Self-Compassion: Incorporating It Into Your Life

Self-Compassion: Incorporating It Into Your Life

A moment of self-compassion can change your entire day.
A string of such moments can change the course of your life.
~ Christopher Germer

 

Why is it we say things to ourselves that we would never say to even our worst enemy? Harsh self-criticism seems to be the norm. But is it really helpful?

Instead try a little self-compassion next time you think you’ve messed up.

As we discussed on Monday, self-compassion is the act of speaking to yourself the same way you would a friend by offering understanding and encouragement. It’s recognizing that if you are human, you are going to make mistakes. It’s recognizing that a gentler approach allows you to learn from your failure and possibly even laugh about them one day. Finally, it is being aware of your feelings around an experience and neither suppressing nor exaggerating them.

Self-compassion is not being lazy or self-indulgent, or self-pitying. In fact in times of laziness or over-indulgence, it involves taking responsibility and toughening up. It doesn’t mean you don’t make personal goals or find purpose for your life.

Instead, you are recognizing your worth and allowing yourself to discover and accept both your strengths and weaknesses. When you accept your personal failures, you are more likely to take necessary steps toward improvement.

Self-compassion is learnable.

Try some of these approaches and find what works best for you.

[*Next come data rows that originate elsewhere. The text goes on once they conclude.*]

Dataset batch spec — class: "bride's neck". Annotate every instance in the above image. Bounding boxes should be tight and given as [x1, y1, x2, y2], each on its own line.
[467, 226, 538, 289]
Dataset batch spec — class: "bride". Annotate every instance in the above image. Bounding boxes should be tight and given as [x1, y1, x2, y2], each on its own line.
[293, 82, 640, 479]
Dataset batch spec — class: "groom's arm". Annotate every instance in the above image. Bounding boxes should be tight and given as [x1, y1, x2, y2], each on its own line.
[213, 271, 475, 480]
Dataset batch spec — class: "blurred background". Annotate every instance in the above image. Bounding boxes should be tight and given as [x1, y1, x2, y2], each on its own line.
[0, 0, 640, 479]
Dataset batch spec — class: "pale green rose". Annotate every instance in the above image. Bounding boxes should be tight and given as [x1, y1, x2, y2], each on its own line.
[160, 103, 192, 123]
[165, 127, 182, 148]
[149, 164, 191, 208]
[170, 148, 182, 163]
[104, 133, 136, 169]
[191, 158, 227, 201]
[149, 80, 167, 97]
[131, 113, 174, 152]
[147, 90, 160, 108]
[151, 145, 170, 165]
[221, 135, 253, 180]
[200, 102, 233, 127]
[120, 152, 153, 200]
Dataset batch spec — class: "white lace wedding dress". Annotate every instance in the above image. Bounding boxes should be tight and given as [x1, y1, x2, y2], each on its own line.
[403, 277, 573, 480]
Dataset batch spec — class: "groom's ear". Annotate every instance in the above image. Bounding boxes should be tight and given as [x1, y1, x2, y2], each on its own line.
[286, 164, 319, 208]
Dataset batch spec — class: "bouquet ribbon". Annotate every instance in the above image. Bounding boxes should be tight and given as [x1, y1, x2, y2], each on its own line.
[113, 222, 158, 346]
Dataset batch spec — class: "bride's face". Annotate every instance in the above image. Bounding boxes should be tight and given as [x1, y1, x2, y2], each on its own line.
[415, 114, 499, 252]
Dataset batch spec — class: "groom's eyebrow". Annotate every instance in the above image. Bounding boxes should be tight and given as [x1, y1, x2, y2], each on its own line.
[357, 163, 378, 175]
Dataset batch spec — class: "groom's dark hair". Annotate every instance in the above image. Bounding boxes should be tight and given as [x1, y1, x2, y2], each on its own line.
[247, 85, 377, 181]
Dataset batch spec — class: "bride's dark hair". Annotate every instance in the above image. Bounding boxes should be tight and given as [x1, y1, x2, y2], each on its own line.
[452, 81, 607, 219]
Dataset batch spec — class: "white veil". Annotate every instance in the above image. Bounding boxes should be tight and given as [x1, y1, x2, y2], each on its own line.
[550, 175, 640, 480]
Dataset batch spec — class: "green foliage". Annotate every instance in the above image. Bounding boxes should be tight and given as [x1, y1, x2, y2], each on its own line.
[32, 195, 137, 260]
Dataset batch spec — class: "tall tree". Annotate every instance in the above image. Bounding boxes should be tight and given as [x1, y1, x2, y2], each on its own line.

  • Write yourself a letter of encouragement just as you would to a friend. Read it often.
  • Be aware of critical self-critical talk. Ask yourself if you would say this to a friend.
  • Write down words of affirmation and encouragement. Post them on your mirror at home or the dashboard in your car so these phrases become your mantra. Use these examples to create your own:
    • “Let me be kind to myself in this moment. Let me give myself the compassion I need.”
    • “You are handling this and all will be ok.”
    • “You are able and capable.”
    • “You are showing up and you are enough.”
    • “This is really difficult right now.”
    • “This is a moment of suffering.  Suffering is a part of life.”
  • Find a picture of yourself as a young child and imagine how you would treat this child if you were the parent. How would you nurture, protect, and comfort this child? Don’t forget to offer food, naps, hugs, and even timeouts when necessary.